America's First Amendment is an example for the world, in my opinion. It's really interesting to see how that works.
amendment made so many years ago centuries ago and still has such an important part to play in modern life overseas here in europe we usually don't have anything as strong as the first amendment in our constitutions and uh the result of it is uh is quite apparent every day so uh
I recommend you take care of it because when you lose it, it's quite horrifying. It's what's going on in Europe at the moment. It's a central part of what we do every day and it protects us and lets us, you know, do our work and not be challenged just because we have the freedom of speech to do so. So it's, yeah, it's my favorite amendment. It's important. Yes, I agree. Yes.

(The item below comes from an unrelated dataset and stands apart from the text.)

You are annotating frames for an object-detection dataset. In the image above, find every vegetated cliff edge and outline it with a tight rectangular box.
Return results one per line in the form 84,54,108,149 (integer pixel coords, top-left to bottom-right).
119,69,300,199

And on that note, do you have any questions for me? Anything that listening to my podcast made you curious about? I've listened, but I'm trying to think of anything because I asked you about that. I was always interested in how you researched just, you know, especially the cases in Russia and the cases, you know, where you just have such limited access, how you're able to produce an entire podcast on such limited information. But I guess you also have the breadth of experience as far as, you know, relating them to other cases.
Well, short story, internet. The internet is amazing. I think we can all agree on that. Yes. Thank you so much for being on my show. I hope you have enjoyed it as well. So I look forward to listening to the new podcast, 22 Hours, An American Nightmare. Thank you so much for having us on TSK. We really appreciate it. Good night and good luck.